考えてみてください。何百もの小さなはんだ球が、大きなシリコンチップの下に隠れています。ホットエアを使って加熱すると、そのチップはまるで傘のように機能します。空気はパッケージの表面を撃つだけで、実際にははんだ球がある場所までは届きません。
その結果、加熱が不均一になり、接合部が冷たくなってしまいます。本当に嫌な状況です。
ここで役立つのが赤外線放射です。
赤外線の良い点は、熱を伝えるために空気を必要としないことです。空気を送り込む必要がなく、エミッタから直接対象物へと直線的に熱が伝わります。
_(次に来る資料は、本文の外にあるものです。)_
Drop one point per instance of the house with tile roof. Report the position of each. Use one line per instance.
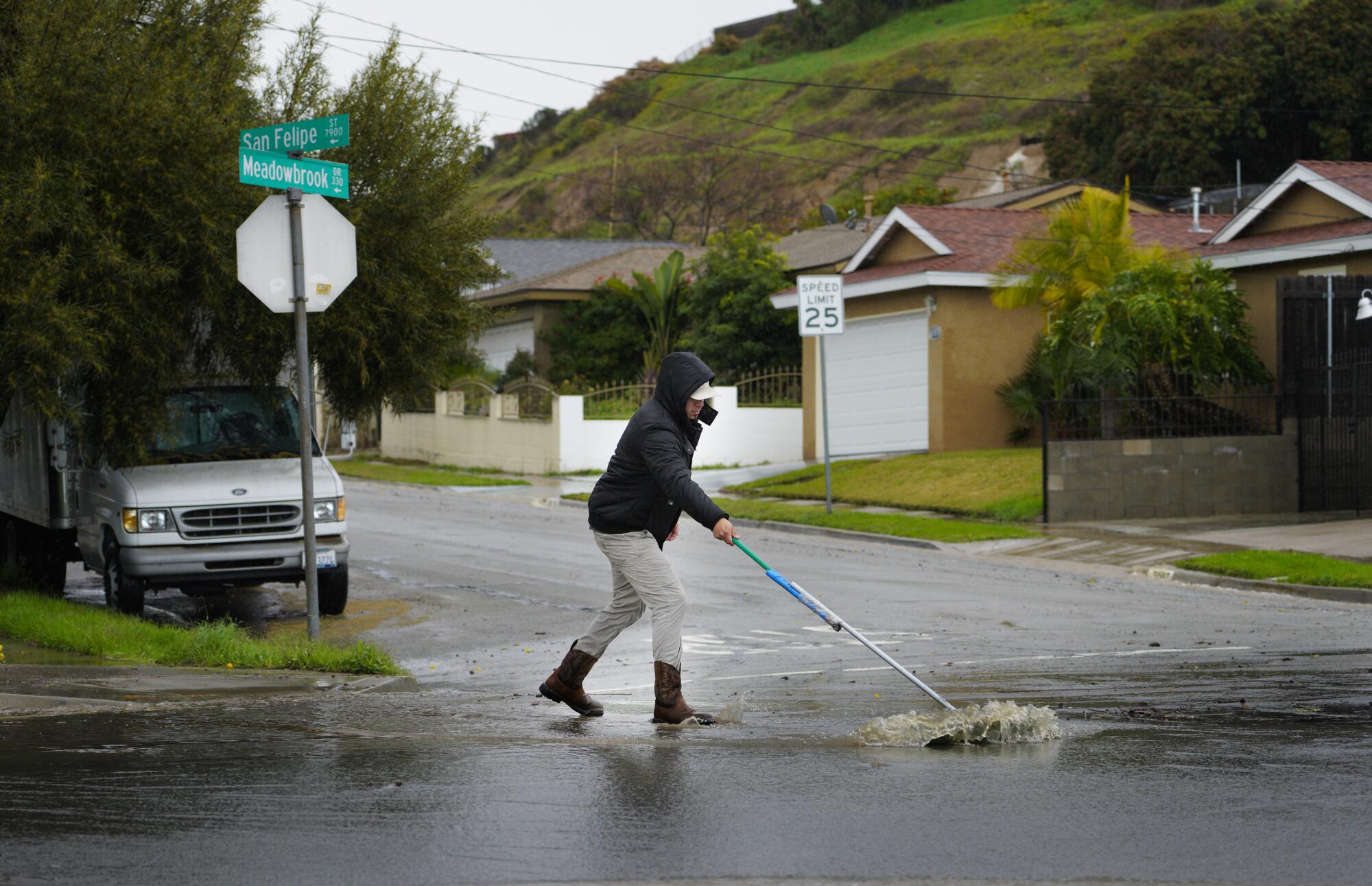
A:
(543, 276)
(924, 348)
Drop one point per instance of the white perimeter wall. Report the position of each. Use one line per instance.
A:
(571, 442)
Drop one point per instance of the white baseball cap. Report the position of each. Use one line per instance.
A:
(705, 393)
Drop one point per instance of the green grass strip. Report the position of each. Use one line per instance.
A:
(1285, 567)
(901, 526)
(94, 632)
(433, 475)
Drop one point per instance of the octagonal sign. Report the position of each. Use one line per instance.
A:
(330, 246)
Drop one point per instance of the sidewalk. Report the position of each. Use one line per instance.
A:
(1332, 534)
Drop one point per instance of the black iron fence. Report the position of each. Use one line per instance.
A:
(1120, 419)
(1336, 437)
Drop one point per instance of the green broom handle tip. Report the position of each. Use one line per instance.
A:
(758, 560)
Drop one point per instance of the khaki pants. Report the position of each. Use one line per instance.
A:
(641, 579)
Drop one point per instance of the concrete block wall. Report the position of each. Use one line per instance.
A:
(1172, 478)
(573, 442)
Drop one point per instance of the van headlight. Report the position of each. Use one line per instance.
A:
(147, 520)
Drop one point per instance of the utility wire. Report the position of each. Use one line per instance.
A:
(901, 156)
(774, 82)
(832, 164)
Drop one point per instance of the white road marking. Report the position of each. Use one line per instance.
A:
(1117, 655)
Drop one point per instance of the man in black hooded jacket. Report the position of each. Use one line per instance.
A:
(633, 514)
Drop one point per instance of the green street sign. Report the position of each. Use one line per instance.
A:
(278, 171)
(307, 135)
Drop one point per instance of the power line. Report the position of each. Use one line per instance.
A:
(832, 164)
(776, 82)
(901, 156)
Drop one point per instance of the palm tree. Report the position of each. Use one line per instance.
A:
(659, 298)
(1083, 248)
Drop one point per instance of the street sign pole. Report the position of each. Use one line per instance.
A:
(305, 400)
(824, 407)
(820, 302)
(275, 157)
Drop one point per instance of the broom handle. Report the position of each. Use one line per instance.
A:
(836, 623)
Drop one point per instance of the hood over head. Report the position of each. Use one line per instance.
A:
(678, 378)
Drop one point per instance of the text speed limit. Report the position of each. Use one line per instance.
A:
(821, 305)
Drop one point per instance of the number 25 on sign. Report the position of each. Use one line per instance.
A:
(821, 302)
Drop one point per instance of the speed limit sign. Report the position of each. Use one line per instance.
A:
(821, 305)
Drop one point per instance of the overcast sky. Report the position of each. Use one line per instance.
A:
(611, 32)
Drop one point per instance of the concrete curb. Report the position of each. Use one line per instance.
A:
(799, 529)
(382, 685)
(1315, 592)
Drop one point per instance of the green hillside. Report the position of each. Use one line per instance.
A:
(1005, 47)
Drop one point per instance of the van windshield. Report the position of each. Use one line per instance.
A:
(228, 424)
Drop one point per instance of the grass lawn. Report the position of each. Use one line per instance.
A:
(1285, 567)
(902, 526)
(94, 632)
(1002, 483)
(426, 475)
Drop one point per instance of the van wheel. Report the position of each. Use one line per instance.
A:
(333, 590)
(121, 590)
(10, 548)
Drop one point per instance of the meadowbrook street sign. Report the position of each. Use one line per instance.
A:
(307, 135)
(271, 156)
(278, 171)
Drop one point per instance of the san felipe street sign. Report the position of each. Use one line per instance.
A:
(271, 156)
(307, 135)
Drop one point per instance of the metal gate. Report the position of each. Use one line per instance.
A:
(1326, 378)
(1336, 433)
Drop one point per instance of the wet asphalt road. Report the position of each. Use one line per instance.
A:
(1211, 736)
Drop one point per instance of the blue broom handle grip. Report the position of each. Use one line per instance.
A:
(803, 596)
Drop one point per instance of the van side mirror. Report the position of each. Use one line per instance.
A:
(348, 437)
(58, 457)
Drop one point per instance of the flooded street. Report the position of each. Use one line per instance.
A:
(1209, 736)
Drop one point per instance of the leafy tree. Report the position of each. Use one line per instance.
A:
(661, 301)
(598, 342)
(119, 206)
(735, 324)
(1156, 330)
(1085, 246)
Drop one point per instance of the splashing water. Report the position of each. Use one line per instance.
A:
(995, 722)
(732, 714)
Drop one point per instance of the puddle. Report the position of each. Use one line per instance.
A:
(993, 723)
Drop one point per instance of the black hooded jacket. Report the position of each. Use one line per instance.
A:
(648, 482)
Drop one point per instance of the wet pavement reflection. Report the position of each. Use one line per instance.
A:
(466, 787)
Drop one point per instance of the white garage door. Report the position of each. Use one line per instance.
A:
(500, 344)
(879, 386)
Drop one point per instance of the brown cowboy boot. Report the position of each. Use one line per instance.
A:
(670, 706)
(565, 684)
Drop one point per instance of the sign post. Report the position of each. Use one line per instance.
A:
(821, 302)
(319, 257)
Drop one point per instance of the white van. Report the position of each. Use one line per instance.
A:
(215, 505)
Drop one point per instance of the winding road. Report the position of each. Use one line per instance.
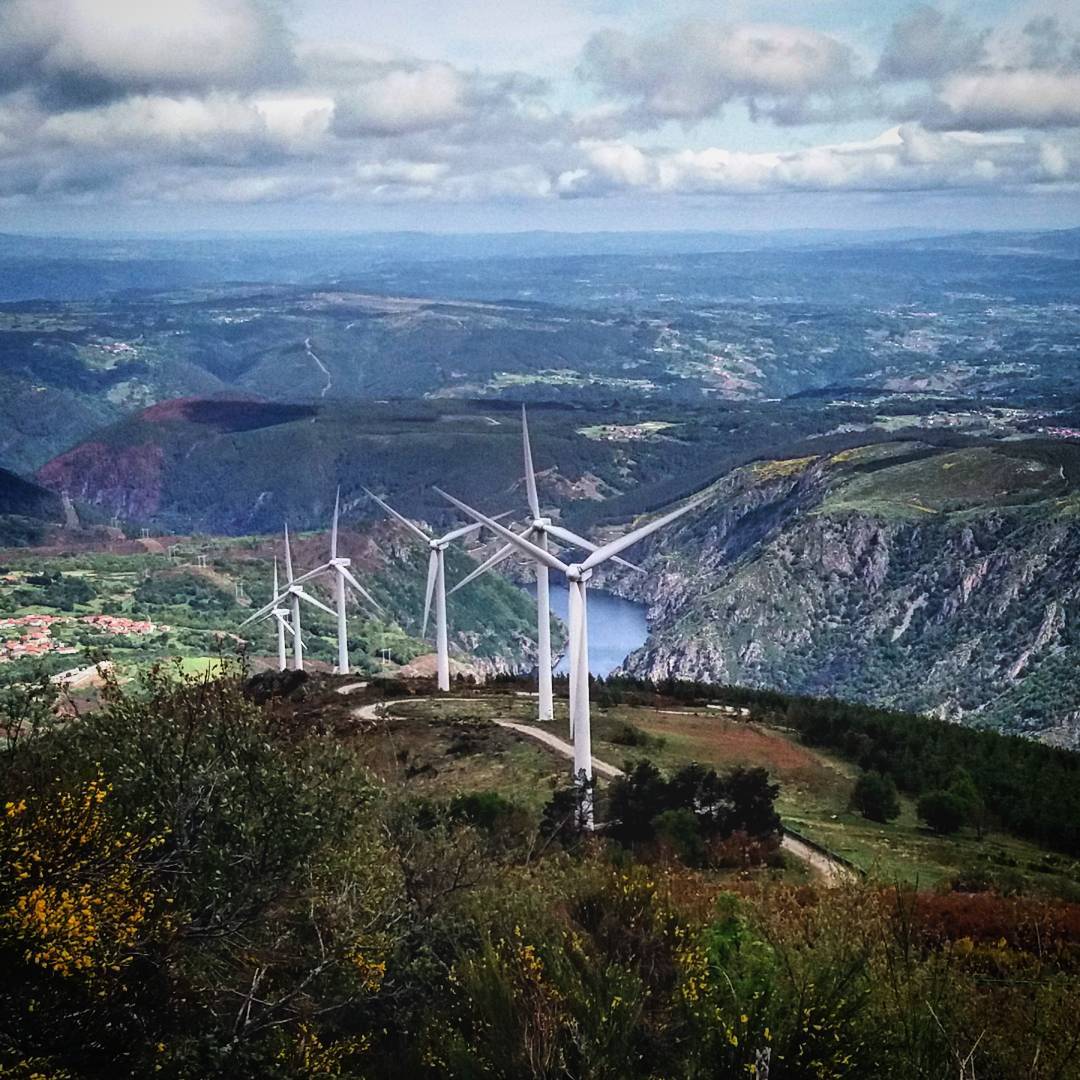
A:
(322, 367)
(831, 869)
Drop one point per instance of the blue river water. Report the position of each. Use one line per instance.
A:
(616, 628)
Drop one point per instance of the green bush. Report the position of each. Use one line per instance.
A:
(943, 811)
(875, 797)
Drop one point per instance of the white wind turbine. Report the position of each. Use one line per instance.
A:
(280, 616)
(577, 579)
(342, 578)
(294, 593)
(436, 584)
(539, 530)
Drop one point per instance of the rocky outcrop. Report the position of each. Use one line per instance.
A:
(963, 611)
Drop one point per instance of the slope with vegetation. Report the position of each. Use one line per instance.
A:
(914, 576)
(200, 879)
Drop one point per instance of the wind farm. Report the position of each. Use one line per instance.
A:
(535, 541)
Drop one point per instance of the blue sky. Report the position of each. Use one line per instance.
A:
(553, 115)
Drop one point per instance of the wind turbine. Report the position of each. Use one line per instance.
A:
(280, 616)
(539, 530)
(577, 579)
(294, 593)
(342, 577)
(436, 584)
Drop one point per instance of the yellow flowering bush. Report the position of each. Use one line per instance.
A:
(75, 895)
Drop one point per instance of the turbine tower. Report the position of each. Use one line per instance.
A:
(342, 579)
(294, 593)
(539, 530)
(280, 616)
(436, 584)
(577, 579)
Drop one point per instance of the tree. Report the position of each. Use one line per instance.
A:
(967, 794)
(943, 811)
(875, 797)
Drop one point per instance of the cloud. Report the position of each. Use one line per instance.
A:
(400, 99)
(693, 69)
(927, 44)
(213, 100)
(994, 100)
(906, 158)
(82, 52)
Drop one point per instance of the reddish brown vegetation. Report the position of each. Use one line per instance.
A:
(125, 480)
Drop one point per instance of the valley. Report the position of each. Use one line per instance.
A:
(885, 430)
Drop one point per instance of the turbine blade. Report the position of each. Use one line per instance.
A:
(312, 574)
(319, 604)
(612, 549)
(359, 588)
(393, 513)
(571, 538)
(463, 531)
(262, 611)
(337, 504)
(530, 475)
(520, 542)
(466, 529)
(484, 567)
(432, 575)
(288, 557)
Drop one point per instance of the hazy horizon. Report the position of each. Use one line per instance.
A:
(578, 117)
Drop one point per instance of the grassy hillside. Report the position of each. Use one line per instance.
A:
(400, 910)
(908, 575)
(137, 608)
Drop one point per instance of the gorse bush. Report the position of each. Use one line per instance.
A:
(196, 886)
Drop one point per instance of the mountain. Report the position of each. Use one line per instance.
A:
(906, 575)
(25, 509)
(986, 318)
(235, 466)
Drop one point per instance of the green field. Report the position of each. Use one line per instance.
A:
(815, 788)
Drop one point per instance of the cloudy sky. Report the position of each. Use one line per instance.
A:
(538, 113)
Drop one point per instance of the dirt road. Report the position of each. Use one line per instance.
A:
(831, 869)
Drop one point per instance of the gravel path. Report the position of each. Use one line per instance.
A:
(833, 871)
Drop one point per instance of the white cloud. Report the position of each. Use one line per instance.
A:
(988, 100)
(905, 158)
(82, 51)
(207, 100)
(402, 99)
(928, 44)
(691, 70)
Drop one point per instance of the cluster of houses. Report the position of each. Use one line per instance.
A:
(31, 635)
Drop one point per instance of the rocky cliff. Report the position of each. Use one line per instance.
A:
(934, 580)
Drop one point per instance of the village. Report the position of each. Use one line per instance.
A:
(31, 635)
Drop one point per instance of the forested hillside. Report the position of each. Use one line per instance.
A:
(906, 575)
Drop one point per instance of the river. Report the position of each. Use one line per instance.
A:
(616, 628)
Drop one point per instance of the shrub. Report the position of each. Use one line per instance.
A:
(943, 811)
(875, 797)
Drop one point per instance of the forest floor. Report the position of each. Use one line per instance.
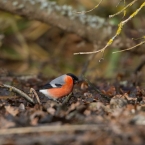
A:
(106, 113)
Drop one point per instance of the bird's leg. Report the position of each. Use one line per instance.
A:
(67, 99)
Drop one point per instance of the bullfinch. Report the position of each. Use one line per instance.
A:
(60, 86)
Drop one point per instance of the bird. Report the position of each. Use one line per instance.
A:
(60, 86)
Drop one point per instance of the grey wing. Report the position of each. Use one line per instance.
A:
(58, 82)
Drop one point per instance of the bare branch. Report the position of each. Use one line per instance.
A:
(51, 128)
(63, 17)
(21, 93)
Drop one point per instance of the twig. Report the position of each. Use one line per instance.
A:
(130, 47)
(21, 93)
(52, 128)
(35, 94)
(97, 90)
(130, 4)
(120, 27)
(52, 16)
(83, 12)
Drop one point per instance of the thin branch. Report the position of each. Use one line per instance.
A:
(130, 4)
(35, 95)
(120, 27)
(83, 12)
(63, 17)
(21, 93)
(130, 47)
(52, 128)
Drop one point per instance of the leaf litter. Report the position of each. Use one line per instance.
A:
(87, 118)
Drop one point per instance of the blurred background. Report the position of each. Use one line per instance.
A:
(34, 48)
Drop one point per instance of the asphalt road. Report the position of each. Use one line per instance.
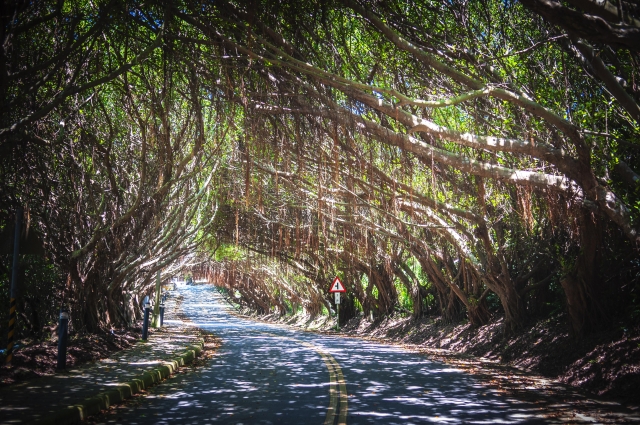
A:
(269, 374)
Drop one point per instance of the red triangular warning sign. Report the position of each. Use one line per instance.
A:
(337, 286)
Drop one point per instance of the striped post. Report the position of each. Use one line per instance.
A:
(14, 285)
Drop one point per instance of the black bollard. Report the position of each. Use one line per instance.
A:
(145, 324)
(63, 334)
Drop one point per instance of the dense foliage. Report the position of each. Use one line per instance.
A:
(455, 158)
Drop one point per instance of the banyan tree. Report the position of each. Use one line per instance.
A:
(451, 158)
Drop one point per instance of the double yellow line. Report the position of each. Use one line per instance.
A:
(337, 409)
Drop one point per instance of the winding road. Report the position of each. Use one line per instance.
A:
(270, 374)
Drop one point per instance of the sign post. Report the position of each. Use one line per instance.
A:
(336, 288)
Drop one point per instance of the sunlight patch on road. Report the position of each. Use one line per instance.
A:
(337, 409)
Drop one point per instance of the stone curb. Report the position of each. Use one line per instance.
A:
(102, 401)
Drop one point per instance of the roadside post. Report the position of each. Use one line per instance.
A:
(337, 288)
(63, 336)
(145, 323)
(162, 312)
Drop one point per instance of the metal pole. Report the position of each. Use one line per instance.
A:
(145, 324)
(14, 285)
(63, 334)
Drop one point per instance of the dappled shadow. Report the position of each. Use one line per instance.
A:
(264, 374)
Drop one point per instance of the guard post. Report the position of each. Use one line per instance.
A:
(162, 312)
(14, 285)
(63, 336)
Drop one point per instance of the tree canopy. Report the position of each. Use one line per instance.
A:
(443, 157)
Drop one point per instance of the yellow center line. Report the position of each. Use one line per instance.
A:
(337, 383)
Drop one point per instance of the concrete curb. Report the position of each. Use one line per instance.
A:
(93, 405)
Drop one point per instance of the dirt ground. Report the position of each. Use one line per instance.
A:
(39, 358)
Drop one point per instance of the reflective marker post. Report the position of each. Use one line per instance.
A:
(337, 295)
(14, 286)
(63, 334)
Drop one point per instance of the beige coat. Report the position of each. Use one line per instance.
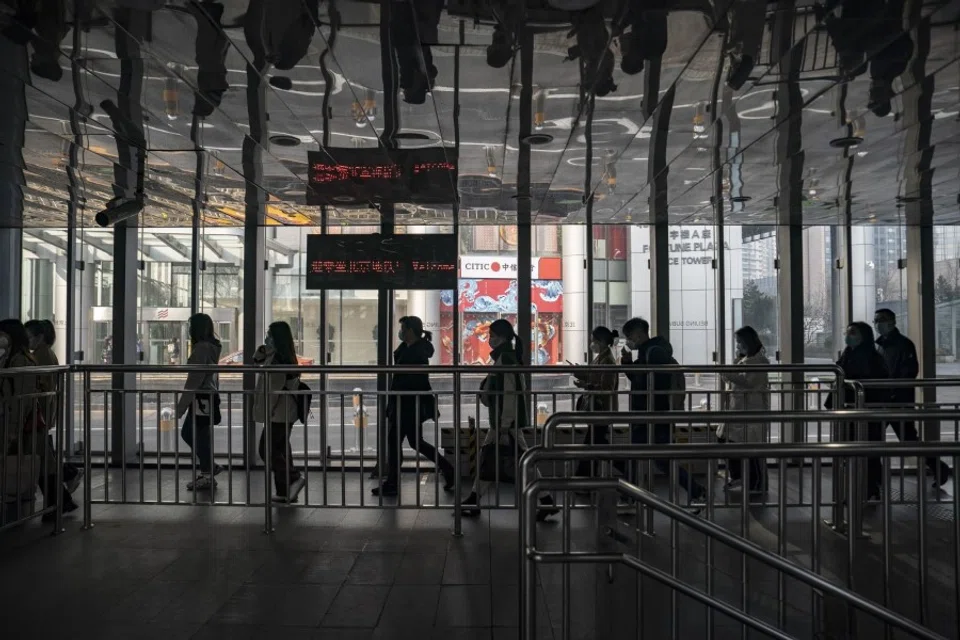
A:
(750, 391)
(283, 406)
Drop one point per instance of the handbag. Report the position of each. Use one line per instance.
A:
(506, 453)
(429, 408)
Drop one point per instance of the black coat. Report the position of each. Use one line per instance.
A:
(416, 354)
(900, 354)
(864, 363)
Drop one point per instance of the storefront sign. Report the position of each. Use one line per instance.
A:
(505, 268)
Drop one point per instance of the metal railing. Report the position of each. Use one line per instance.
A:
(32, 429)
(820, 586)
(147, 442)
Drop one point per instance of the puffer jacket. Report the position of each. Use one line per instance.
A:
(602, 385)
(17, 395)
(206, 353)
(750, 391)
(283, 406)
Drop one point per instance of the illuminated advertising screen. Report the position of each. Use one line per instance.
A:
(378, 175)
(405, 261)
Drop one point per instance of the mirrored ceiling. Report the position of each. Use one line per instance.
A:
(749, 112)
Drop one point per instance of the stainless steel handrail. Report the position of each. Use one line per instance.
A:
(452, 369)
(531, 494)
(679, 417)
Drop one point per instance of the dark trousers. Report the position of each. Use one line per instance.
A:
(281, 456)
(599, 435)
(875, 433)
(907, 432)
(661, 435)
(197, 434)
(408, 428)
(755, 466)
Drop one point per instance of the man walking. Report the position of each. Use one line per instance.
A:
(900, 355)
(655, 351)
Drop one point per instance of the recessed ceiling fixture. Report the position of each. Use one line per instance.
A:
(281, 82)
(845, 142)
(284, 140)
(537, 139)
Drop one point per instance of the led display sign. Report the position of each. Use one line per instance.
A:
(377, 175)
(406, 261)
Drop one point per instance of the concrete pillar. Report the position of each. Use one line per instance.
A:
(863, 273)
(576, 321)
(426, 304)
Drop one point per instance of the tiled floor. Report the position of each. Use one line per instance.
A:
(183, 571)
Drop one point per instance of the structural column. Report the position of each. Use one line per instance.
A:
(425, 304)
(14, 71)
(917, 198)
(790, 158)
(575, 311)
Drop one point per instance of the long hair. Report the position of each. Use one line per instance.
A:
(503, 329)
(750, 339)
(866, 332)
(201, 328)
(605, 336)
(19, 342)
(43, 329)
(415, 324)
(286, 352)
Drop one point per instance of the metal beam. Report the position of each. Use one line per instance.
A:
(789, 202)
(524, 203)
(657, 174)
(918, 195)
(255, 208)
(127, 183)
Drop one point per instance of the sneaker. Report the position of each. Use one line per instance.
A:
(295, 488)
(943, 479)
(733, 486)
(68, 507)
(546, 508)
(204, 482)
(697, 505)
(387, 490)
(471, 506)
(74, 483)
(449, 481)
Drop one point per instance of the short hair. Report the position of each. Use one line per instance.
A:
(886, 313)
(750, 339)
(636, 324)
(605, 335)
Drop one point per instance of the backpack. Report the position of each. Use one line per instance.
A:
(678, 385)
(678, 389)
(303, 401)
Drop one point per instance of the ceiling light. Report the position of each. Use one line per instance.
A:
(285, 140)
(539, 115)
(537, 139)
(699, 121)
(118, 210)
(845, 142)
(171, 97)
(490, 152)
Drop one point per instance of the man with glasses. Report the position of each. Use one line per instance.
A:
(900, 355)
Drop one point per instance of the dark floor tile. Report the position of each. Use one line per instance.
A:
(464, 606)
(198, 602)
(328, 567)
(375, 568)
(410, 606)
(421, 568)
(356, 606)
(278, 605)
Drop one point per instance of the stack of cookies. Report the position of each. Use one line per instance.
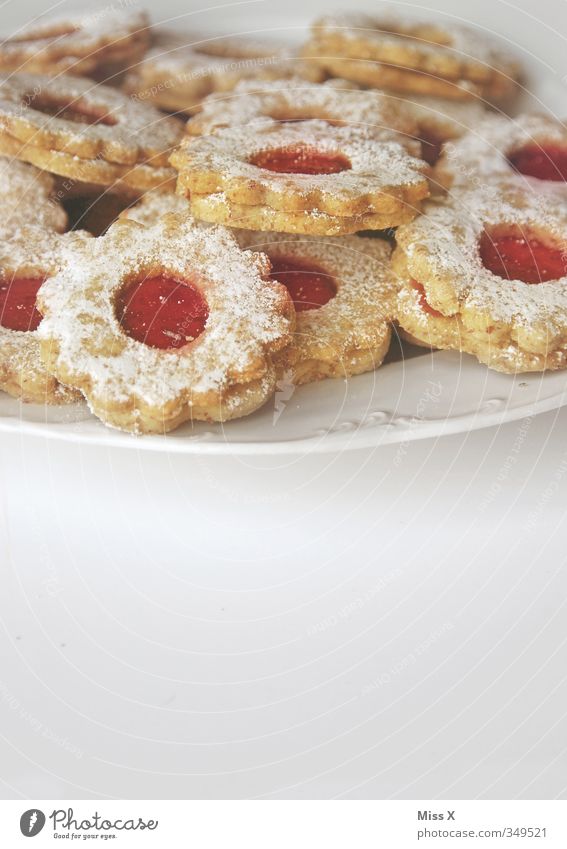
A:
(222, 214)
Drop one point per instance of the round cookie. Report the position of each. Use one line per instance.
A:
(412, 56)
(91, 134)
(80, 43)
(335, 101)
(531, 148)
(344, 294)
(179, 71)
(307, 177)
(28, 196)
(160, 325)
(487, 274)
(28, 258)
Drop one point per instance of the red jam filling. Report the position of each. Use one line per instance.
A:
(431, 146)
(520, 257)
(546, 162)
(301, 159)
(423, 302)
(17, 303)
(162, 312)
(309, 285)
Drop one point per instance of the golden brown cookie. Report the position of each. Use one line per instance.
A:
(28, 257)
(529, 148)
(160, 325)
(344, 293)
(335, 101)
(179, 70)
(306, 177)
(487, 274)
(80, 43)
(29, 197)
(412, 56)
(91, 134)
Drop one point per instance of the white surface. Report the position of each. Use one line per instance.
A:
(385, 622)
(428, 395)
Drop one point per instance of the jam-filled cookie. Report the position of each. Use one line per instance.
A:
(28, 258)
(28, 195)
(343, 290)
(307, 177)
(179, 71)
(532, 148)
(80, 43)
(336, 101)
(411, 56)
(90, 134)
(487, 274)
(160, 325)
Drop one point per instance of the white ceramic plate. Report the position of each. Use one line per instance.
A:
(416, 395)
(419, 395)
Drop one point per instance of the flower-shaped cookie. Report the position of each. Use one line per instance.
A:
(344, 294)
(159, 325)
(95, 134)
(308, 177)
(489, 272)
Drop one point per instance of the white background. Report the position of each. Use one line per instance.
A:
(385, 623)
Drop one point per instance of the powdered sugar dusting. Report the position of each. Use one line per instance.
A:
(359, 314)
(424, 37)
(376, 164)
(27, 197)
(74, 33)
(482, 154)
(448, 235)
(137, 128)
(246, 313)
(27, 251)
(335, 100)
ホットエアを狭い隙間に押し込む代わりに、赤外線はコンポーネントの内部を通過します。はんだペーストの分子を振動させるのです。これは直接的な加熱です。
波長を適切に調整すれば、基板やはんだも一緒に加熱されます。チップの下の接合部も表面と同時に溶融します。もう、中央部分が十分に温まっているかどうかを推測する必要はありません。
しかし、全てが順調というわけではありません。
赤外線は非常に速いです。時間を大幅に短縮できますが、注意点もあります。赤外線は表面の状態に敏感です。PCBに光沢のある反射コーティングがあったり、銅の密度が不均一だと、一部の場所は熱を吸収し、他の場所は熱を反射してしまいます。
単に出力を上げればいいわけではありません。ある場所に過度な出力を与えると、基板が剥がれてしまう可能性があります。
重要なのは、距離と出力のバランスをうまく取ることです。そうすれば、BGAの接合部が溶融する一方で、周囲の小さなコンポーネントが壊れることはありません。機械の特性をうまく把握する必要がありますが、一度うまくコントロールできれば、処理は非常にスムーズに進みます。